Jan Fredrik Karlsen (born 17 June 1973 in Slemmestad) is a Norwegian artist manager and television personality.

Karlsen has worked in the Norwegian music industry since his late teens working for popular Norwegian comedians/singer/songwriters Herodes Falsk and Tom Mathisen. In his thirties, the music journalists in Norway's third largest newspaper Dagbladet in January 2004 voted him the most powerful man in the Norwegian music industry.

Karlsen is manager of, among others, Kurt Nilsen, who won Norwegian Idol in 2003 and consequently World Idol and Alejandro Fuentes who came in 3rd place in Idol 2005.

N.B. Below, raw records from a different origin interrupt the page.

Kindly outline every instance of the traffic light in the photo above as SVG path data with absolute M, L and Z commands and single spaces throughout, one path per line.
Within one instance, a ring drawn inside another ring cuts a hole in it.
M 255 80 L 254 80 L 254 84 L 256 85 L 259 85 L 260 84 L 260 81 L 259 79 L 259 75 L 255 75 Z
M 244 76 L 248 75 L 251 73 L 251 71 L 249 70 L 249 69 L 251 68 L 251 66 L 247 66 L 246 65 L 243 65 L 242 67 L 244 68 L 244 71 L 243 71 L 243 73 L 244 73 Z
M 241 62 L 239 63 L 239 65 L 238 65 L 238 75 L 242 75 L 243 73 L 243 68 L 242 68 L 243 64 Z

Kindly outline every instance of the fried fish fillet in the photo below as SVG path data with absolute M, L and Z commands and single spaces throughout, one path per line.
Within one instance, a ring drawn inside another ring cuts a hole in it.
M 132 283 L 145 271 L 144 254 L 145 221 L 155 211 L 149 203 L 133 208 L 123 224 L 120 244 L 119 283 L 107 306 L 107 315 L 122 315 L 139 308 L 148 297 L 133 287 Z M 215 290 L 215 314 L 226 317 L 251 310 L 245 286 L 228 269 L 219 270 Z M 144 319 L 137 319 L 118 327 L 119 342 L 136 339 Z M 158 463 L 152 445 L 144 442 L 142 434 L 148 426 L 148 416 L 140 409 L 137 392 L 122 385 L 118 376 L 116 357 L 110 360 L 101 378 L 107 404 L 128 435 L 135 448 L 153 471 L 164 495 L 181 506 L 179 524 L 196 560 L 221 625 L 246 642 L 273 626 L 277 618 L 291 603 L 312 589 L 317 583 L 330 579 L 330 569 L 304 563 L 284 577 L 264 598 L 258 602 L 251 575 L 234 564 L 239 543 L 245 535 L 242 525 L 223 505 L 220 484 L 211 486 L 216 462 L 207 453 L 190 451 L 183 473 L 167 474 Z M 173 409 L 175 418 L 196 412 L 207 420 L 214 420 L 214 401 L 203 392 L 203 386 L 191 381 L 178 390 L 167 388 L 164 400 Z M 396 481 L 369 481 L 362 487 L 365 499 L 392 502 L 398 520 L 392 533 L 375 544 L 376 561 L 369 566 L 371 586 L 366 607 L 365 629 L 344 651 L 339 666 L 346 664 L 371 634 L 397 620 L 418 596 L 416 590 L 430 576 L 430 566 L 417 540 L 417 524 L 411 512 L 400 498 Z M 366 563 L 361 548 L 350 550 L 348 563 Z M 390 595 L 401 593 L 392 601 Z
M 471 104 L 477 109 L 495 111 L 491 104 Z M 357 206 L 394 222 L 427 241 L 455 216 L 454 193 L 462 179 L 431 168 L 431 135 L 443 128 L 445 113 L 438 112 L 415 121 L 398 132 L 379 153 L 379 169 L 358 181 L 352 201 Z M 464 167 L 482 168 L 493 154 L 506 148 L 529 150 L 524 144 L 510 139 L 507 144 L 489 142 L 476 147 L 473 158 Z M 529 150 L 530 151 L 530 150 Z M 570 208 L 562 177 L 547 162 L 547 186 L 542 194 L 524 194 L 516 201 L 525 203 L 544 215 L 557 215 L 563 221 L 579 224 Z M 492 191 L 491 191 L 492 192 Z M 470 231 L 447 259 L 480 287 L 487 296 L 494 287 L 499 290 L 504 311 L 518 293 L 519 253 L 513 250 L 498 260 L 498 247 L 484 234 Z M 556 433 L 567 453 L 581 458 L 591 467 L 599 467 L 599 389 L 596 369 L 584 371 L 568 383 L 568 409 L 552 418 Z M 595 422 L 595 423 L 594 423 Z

Karlsen was a judge in the Norwegian edition of Idol in 2003, 2004 and 2007, and was also one of the judges in the only season of World Idol in 2003. In the spring of 2008 and 2009 he was a judge on television show Norske Talenter (Norway's Got Talent) with Thomas Giertsen and Mia Gundersen. In the autumn of 2009 he was judge of Norwegian X Factor in 2009. He was also chosen for a second season of X Factor in Norway for 2010.

Karlsen also had the television series Lurt av Karlsen (Fooled by Karlsen), where he tricks celebrities in the same style as MTV series Punk'd.

In 2016 and 2017, Karlsen was the music supervisor for the Norwegian pre-selection show Melodi Grand Prix, who determines the country's representative for the international Eurovision Song Contest.